黄色いロープ

「天気はもちそうね。海たち今日は潜るんでしょう?」


 朝食を食べているとマリアが外を覗きながら言う。


 ここ最近はカラッとしない天気が続いていた。窓を開ければ湿気にまみれた空気が入りこんできて、気温三〇度の中で降るスコールが一帯をじめじめとさせる。


 それは近くで発生した台風の影響を受けていたが、夜のうちに進路を大きく外れて通り過ぎていったため今朝の空気は少し違っていた。


「ああ、もう起こさなきゃ」


 忙しなく動くマリアは時計を見てため息をつく。いつものように熊の部屋へ向かい、扉を叩こうとしていた。しかし今日はいつもと違い、その扉が自力で開いたかと思うと中からは熊がのそのそと起きてきたのだ。


 予想外の状況に箸を持つ手元が止まり、みんなの視線が集中する。マリアも手をゆっくりとおろし、ソファで寝転ぶ林太郎ですら体をむくりと起こした。


「どうした」


 顔を洗ってきた熊がすんなり向かい側の席に座るものでたまらず声をかける。いつも家を出るギリギリで起きてくるため朝食は当たり前のようになかったが、唯一用意されていた特製スムージーを一気にのどへ流し込んだ。


「佐伯先生が言うんだよ。寝たら流すぞ、寝たら流すぞって」

「は?」


 トンッと音を立てて置いたコップの音ともに熊が真剣な顔で口を開く。


「絶対起きてなきゃって思ってるんだけどさ、瞼が閉じてきちゃって。そうしたら本当にでっかい先生が来て水道の蛇口ひねったんだよ。それで俺、排水溝に流された……って夢見た」

「何の話だよ」


 本当に焦ったんだと主張する熊の話を聞いて一番に反応したのはマリアだ。朝食を用意しながらお腹を抱えて大笑いし、涙を浮かべていた。


「いやあ、毎日そんな夢を見てくれるとこっちは楽で助かるんだけどねえ」

「ちょっと!本当に怖かったんだって」


 ひとりだけ補修になると脅した佐伯先生の言葉が相当効いたのか、この時間はいつも半目だが今日はばっちりと目を覚ましていた。


 俺たちは熊がうなされて起きてきたおかげで珍しく余裕をもって登校できた。


 早々とウェットスーツに着替えると岸で佐伯先生を見つけ、途端に悪夢の話が始まった。


「あはははは、可笑しい」


 もはやこんな話を真剣にしていた朝の方がもっと笑いものだったが、何度聞いても馬鹿馬鹿しい話に先生も大きな口を開けて笑った。


「先生ほんと勘弁して」

「なあに、でも役に立ったじゃない。目覚ましより効果あったみたいね」


 去り際にウインクする先生にため息をつく熊は、潜る実践練習を目前に頬を叩いて気合いを入れなおす。


 俺は林太郎と顔を見合わせ空回りしないかとそれだけが少し心配になった。



「いよいよ潜る練習に入ります。ただこのあと少し風が強くなりそうなので危ないと判断したら撤収します。みんなはこの船から絶対に離れないように」


 ダイビング講習は一枠につき十人程度の少人数制で、俺たちは小型船の上でスピーカーを通して話す佐伯先生を見上げながら波に揺られる。今日は監視役の先生がふたりほど追加されていた。

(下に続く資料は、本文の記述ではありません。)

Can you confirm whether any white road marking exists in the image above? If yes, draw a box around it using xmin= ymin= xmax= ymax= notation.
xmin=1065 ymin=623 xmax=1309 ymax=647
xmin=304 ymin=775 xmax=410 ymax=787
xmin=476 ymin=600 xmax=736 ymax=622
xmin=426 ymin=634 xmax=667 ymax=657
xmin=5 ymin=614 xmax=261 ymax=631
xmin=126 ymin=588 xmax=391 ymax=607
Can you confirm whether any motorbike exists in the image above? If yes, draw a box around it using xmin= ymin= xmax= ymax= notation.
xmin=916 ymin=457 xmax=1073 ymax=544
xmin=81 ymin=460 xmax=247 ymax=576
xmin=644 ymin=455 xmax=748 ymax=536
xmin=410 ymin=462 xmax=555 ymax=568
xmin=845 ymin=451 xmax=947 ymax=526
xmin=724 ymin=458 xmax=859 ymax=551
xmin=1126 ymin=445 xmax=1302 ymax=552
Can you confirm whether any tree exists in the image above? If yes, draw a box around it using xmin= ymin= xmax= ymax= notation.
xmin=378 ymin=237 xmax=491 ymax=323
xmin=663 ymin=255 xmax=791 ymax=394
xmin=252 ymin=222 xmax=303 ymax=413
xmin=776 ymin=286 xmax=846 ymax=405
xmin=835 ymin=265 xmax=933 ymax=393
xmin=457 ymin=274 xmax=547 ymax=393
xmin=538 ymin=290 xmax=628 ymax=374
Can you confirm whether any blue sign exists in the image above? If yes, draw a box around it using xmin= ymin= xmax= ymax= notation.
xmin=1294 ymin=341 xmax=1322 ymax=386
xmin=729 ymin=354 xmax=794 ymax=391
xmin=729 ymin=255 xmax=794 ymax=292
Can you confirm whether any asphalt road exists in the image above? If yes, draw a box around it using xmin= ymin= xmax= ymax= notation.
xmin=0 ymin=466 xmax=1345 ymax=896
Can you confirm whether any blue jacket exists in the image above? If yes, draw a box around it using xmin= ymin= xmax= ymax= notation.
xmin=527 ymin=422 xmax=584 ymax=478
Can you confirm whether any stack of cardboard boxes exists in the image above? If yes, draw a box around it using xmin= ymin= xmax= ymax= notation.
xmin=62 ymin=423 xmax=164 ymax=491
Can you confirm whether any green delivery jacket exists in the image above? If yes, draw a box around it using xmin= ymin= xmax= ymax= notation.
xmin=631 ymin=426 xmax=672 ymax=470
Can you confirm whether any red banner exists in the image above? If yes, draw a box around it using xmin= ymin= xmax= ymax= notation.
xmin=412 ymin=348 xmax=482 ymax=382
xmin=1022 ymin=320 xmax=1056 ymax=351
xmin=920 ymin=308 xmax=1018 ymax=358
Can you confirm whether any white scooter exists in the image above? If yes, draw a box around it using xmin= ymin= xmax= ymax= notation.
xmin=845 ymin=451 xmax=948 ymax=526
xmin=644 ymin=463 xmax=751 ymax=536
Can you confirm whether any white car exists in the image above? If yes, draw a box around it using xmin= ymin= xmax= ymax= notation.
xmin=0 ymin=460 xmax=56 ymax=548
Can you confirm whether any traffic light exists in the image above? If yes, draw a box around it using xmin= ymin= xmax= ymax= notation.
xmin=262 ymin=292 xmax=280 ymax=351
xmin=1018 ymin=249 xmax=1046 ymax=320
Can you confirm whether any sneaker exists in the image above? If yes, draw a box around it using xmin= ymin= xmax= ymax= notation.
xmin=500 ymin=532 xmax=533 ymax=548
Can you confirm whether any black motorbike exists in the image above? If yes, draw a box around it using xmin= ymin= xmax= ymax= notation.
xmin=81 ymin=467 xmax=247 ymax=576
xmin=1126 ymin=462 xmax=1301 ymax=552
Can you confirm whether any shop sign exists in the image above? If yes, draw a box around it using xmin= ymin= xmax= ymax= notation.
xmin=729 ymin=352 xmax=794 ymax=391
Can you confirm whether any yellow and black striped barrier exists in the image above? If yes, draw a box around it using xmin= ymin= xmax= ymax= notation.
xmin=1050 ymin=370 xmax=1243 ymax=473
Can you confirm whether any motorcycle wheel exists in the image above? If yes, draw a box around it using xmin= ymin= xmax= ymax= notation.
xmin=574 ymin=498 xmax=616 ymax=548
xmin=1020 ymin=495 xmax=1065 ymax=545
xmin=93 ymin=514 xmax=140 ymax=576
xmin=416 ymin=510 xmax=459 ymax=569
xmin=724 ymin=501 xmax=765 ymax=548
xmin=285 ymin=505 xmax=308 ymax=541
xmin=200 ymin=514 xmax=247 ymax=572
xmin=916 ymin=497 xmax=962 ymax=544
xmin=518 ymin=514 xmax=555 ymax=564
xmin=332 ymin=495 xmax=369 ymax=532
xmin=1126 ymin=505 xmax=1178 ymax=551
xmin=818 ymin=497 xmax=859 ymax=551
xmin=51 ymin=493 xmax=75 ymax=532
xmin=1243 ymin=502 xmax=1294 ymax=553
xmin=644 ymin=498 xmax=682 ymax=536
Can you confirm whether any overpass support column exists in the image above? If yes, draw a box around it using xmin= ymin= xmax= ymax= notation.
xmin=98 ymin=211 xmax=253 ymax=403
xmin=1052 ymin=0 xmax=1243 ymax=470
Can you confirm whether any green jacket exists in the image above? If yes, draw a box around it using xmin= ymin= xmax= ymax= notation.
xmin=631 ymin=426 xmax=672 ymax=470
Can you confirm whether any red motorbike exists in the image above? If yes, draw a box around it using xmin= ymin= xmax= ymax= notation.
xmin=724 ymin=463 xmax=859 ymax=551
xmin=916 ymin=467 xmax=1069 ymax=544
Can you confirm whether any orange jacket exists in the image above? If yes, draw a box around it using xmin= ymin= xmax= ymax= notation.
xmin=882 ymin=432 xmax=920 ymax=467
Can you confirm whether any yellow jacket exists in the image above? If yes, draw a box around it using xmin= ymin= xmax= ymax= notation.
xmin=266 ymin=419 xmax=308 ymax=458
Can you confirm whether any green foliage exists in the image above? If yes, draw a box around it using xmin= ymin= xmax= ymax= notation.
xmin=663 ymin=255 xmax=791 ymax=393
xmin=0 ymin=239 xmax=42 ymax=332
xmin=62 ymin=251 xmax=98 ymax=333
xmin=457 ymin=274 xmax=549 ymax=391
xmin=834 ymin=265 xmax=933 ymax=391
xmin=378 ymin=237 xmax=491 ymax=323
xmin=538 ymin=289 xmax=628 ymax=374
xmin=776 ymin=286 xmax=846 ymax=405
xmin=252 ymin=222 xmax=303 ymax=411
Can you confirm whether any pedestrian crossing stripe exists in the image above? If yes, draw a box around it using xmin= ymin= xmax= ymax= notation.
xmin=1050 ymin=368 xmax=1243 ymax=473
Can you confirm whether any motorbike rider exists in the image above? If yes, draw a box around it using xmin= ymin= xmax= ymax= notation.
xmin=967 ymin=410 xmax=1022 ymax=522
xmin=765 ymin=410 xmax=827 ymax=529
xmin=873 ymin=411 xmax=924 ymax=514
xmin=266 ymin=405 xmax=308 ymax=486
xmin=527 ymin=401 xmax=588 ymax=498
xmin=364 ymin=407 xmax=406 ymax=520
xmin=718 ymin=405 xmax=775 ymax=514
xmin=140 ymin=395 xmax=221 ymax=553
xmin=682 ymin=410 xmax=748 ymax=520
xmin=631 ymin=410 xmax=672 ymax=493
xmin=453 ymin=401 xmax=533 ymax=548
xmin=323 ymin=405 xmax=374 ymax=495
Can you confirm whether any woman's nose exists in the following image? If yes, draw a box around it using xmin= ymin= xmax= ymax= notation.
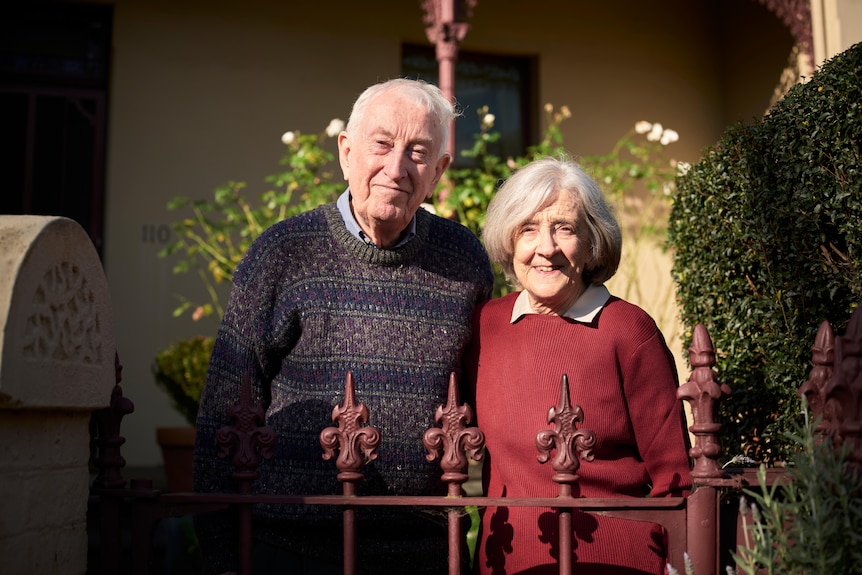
xmin=536 ymin=228 xmax=557 ymax=256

「とにかく息は止めないこと!前回教えたようにゆっくり深い呼吸を心がけてね」


 水中マスクで鼻が覆われているため、口呼吸をしているとたまに塩辛い水が口に入り込む。唾を吐きだしふと隣を見るとゴーグル越しにでもわかるくらい不安げな表情の熊と目が合った。


「マウスピースを咥えたらまずは息を吐くんだよな」


 ずっとぶつぶつ独り言のように唱えている熊を見て、こっちが心配になってくる。とはいえ今日は浅瀬での練習だ。近くには掴まれるような大きい岩場があるし、少し泳げばすぐそこに岸もある。俺はどこかそんな余裕を持っていた。


 佐伯先生の笛の音を合図に一斉にみんなが顔をつける。まだ顔をつける練習だとは言われていたが少しだけ潜れるような気がして沈んでみたら、なんだか昔の感覚が蘇ってきてとても気持ちがよかった。

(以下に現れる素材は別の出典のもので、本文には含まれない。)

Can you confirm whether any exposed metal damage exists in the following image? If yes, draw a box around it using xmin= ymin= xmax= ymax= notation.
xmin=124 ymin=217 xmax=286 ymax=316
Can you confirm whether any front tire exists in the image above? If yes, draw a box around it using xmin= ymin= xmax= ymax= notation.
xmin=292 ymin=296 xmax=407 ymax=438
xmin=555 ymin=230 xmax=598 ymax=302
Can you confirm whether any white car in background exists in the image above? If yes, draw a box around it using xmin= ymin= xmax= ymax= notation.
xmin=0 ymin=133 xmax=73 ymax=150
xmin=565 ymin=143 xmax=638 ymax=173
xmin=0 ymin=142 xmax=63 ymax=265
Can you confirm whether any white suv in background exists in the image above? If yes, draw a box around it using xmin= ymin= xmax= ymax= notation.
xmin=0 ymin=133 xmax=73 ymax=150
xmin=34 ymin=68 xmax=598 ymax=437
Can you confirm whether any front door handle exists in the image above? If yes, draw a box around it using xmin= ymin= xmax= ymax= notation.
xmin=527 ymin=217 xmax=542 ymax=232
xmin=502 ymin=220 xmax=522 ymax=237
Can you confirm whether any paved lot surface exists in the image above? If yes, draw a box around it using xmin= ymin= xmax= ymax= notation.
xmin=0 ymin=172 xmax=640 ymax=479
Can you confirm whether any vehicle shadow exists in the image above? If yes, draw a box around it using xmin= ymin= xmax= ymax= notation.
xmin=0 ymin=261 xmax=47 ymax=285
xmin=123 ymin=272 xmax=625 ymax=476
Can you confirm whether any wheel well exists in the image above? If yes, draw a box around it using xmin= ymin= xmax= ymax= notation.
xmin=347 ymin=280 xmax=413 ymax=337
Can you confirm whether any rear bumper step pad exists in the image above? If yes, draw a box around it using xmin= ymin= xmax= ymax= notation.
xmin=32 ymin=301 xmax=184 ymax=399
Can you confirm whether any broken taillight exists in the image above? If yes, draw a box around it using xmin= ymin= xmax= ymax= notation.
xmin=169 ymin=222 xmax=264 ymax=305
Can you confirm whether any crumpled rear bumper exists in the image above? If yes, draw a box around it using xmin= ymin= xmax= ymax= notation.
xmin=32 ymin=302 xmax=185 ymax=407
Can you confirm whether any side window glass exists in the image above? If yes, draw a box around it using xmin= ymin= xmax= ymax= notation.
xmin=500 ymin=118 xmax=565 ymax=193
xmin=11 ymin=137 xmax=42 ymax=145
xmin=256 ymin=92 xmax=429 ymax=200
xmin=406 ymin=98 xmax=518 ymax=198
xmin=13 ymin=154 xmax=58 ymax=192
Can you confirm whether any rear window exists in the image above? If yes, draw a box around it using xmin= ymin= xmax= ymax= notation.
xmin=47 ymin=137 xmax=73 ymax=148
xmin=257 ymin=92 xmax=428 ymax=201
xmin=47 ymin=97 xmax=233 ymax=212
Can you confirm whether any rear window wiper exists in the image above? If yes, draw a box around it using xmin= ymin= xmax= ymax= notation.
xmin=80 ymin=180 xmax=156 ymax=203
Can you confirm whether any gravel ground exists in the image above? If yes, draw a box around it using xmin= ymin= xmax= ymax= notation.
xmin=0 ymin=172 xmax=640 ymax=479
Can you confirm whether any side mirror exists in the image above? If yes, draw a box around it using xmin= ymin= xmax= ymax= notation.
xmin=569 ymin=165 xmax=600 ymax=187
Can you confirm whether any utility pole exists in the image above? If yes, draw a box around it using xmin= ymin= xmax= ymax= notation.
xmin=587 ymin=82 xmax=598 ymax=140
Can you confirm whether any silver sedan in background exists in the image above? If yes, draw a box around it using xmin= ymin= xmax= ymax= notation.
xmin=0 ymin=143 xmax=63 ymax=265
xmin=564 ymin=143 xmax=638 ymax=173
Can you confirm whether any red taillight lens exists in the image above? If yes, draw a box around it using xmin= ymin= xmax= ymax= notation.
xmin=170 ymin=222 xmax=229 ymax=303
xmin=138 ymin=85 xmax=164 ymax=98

 しばらく潜っては上がるを勝手に繰り返していたら、先生たちも船から降りてきてひとりずつの指導が始まっていた。


 俺はひとり空を見上げながら自由気ままに身を任せる。雲の流れがだんだん速まっていくのをぼんやり見つめながら自分の世界に浸っていた。


 そのとき、ふと右目の端に誰かが見えた気がした。


 ちらりと顔を傾けると、大きな岩の陰にしがみついているひとりの人物が目に入る。でも休憩でもしているのだろうとそれくらいにしか思っておらず、あまり気には留めなかった。


 俺はもう一度、視線を空に戻した。先ほどより雲の動きが速くなっているのに気づき、波の揺られ方も少し大きくなっているように思えた。


「ちょっとあっちの方、雲行き怪しいわねえ」


 いつの間にか佐伯先生が傍まで来ていてぽつりと呟く。


「汐江くん、余裕なのはわかったけど頼むからそこの黄色いロープだけは越えないでね」


 そして俺にはそう忠告だけしていなくなった。


 ロープはすぐ後ろに張ってあって、その存在を知りぐるりと一回転して境界線を確かめる。まっすぐに顔を立てたとき初めて船から少し遠ざかっていたことに気づいた。

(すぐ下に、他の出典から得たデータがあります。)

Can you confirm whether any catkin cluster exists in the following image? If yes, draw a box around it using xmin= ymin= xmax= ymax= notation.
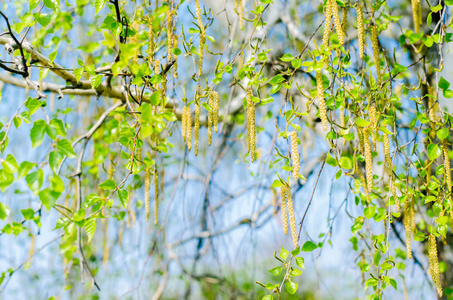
xmin=280 ymin=185 xmax=288 ymax=234
xmin=153 ymin=167 xmax=159 ymax=225
xmin=281 ymin=183 xmax=299 ymax=248
xmin=363 ymin=128 xmax=373 ymax=192
xmin=193 ymin=102 xmax=200 ymax=156
xmin=246 ymin=88 xmax=255 ymax=162
xmin=291 ymin=130 xmax=300 ymax=181
xmin=322 ymin=0 xmax=332 ymax=50
xmin=371 ymin=25 xmax=382 ymax=84
xmin=357 ymin=4 xmax=365 ymax=59
xmin=411 ymin=0 xmax=423 ymax=33
xmin=316 ymin=71 xmax=327 ymax=130
xmin=403 ymin=199 xmax=412 ymax=258
xmin=145 ymin=168 xmax=151 ymax=222
xmin=327 ymin=0 xmax=344 ymax=45
xmin=167 ymin=9 xmax=173 ymax=63
xmin=148 ymin=18 xmax=154 ymax=68
xmin=208 ymin=92 xmax=214 ymax=146
xmin=195 ymin=0 xmax=206 ymax=78
xmin=212 ymin=91 xmax=220 ymax=133
xmin=428 ymin=233 xmax=442 ymax=297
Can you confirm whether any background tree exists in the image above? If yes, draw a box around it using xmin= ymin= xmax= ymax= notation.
xmin=0 ymin=0 xmax=453 ymax=299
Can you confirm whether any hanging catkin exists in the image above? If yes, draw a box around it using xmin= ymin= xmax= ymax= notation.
xmin=411 ymin=0 xmax=423 ymax=33
xmin=153 ymin=166 xmax=159 ymax=225
xmin=363 ymin=128 xmax=373 ymax=193
xmin=357 ymin=4 xmax=365 ymax=59
xmin=291 ymin=130 xmax=300 ymax=181
xmin=280 ymin=184 xmax=288 ymax=234
xmin=193 ymin=102 xmax=200 ymax=156
xmin=316 ymin=71 xmax=327 ymax=130
xmin=195 ymin=0 xmax=206 ymax=78
xmin=403 ymin=199 xmax=412 ymax=258
xmin=145 ymin=168 xmax=151 ymax=222
xmin=328 ymin=0 xmax=344 ymax=45
xmin=148 ymin=18 xmax=154 ymax=69
xmin=371 ymin=25 xmax=382 ymax=84
xmin=286 ymin=185 xmax=298 ymax=249
xmin=212 ymin=91 xmax=220 ymax=133
xmin=246 ymin=88 xmax=255 ymax=162
xmin=341 ymin=6 xmax=348 ymax=36
xmin=428 ymin=233 xmax=442 ymax=297
xmin=167 ymin=9 xmax=173 ymax=63
xmin=322 ymin=0 xmax=332 ymax=50
xmin=186 ymin=106 xmax=192 ymax=152
xmin=208 ymin=92 xmax=214 ymax=146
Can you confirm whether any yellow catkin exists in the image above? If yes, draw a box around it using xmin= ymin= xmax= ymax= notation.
xmin=357 ymin=4 xmax=365 ymax=59
xmin=286 ymin=186 xmax=298 ymax=248
xmin=186 ymin=106 xmax=192 ymax=152
xmin=428 ymin=233 xmax=442 ymax=297
xmin=322 ymin=0 xmax=332 ymax=50
xmin=291 ymin=130 xmax=300 ymax=181
xmin=195 ymin=0 xmax=206 ymax=78
xmin=411 ymin=0 xmax=422 ymax=33
xmin=316 ymin=71 xmax=327 ymax=130
xmin=328 ymin=0 xmax=344 ymax=45
xmin=173 ymin=34 xmax=178 ymax=78
xmin=371 ymin=25 xmax=382 ymax=84
xmin=212 ymin=91 xmax=220 ymax=133
xmin=193 ymin=102 xmax=200 ymax=156
xmin=363 ymin=128 xmax=373 ymax=192
xmin=153 ymin=167 xmax=159 ymax=225
xmin=181 ymin=106 xmax=187 ymax=142
xmin=280 ymin=185 xmax=288 ymax=234
xmin=246 ymin=88 xmax=255 ymax=162
xmin=167 ymin=9 xmax=173 ymax=63
xmin=403 ymin=199 xmax=412 ymax=258
xmin=368 ymin=105 xmax=377 ymax=145
xmin=145 ymin=168 xmax=151 ymax=222
xmin=442 ymin=139 xmax=453 ymax=228
xmin=148 ymin=18 xmax=154 ymax=69
xmin=341 ymin=6 xmax=348 ymax=35
xmin=208 ymin=92 xmax=214 ymax=146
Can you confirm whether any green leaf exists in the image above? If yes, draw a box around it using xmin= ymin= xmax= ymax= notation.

 俺は折り返すようにまたマウスピースを口にはめ、潜っていく。先ほどよりも少しだけ水深が深くなっていて広く周りが見渡せた。


 ふと右手を見たとき、目に映ったあの人物を思い出す。


 遠い岩影に隠れて誰だかわからなかったが、何となく髪はオレンジだったような気がした。俺は浮上し、傍にある黄色いロープを触る。


 岩場はそのロープの先だ。


「撤収しまーす!みんな岸に戻って」


 佐伯先生の声が聞こえたが、俺はまだいるであろう桐島の姿を探す。そのとき遠くの波が高くなっているのが見え、急がねばと焦った。


 もう一度水中に潜り岩場を目指す。目を細めながら人影を探し、頭上を黄色いロープが通過する。遠くの方からは笛の音が聞こえたが、なんとなくこのまま戻ってはいけないような気がして胸騒ぎがした。


「やっぱりいた」


 そして水面に顔を出した俺はなぜだかふたりの女子を保護する。


「海くん!」

「なんでお前までいるの」

「桐島さんがつらそうにしてたから。そしたら足がつってて動けないみたいなの」


 なぜか桐島とともに桜井月まで身動きが取れずにいた。


「とにかく風が強くなってきたからここから動かないと」


 俺は桐島の体を支えながら辺りを見渡す。


 しかしここは岩と岩の間で波の勢いがさらに増してきており、打ち付ける水しぶきが息をしづらくさせた。必死で岩肌にしがみつくものの体は流されかけていた。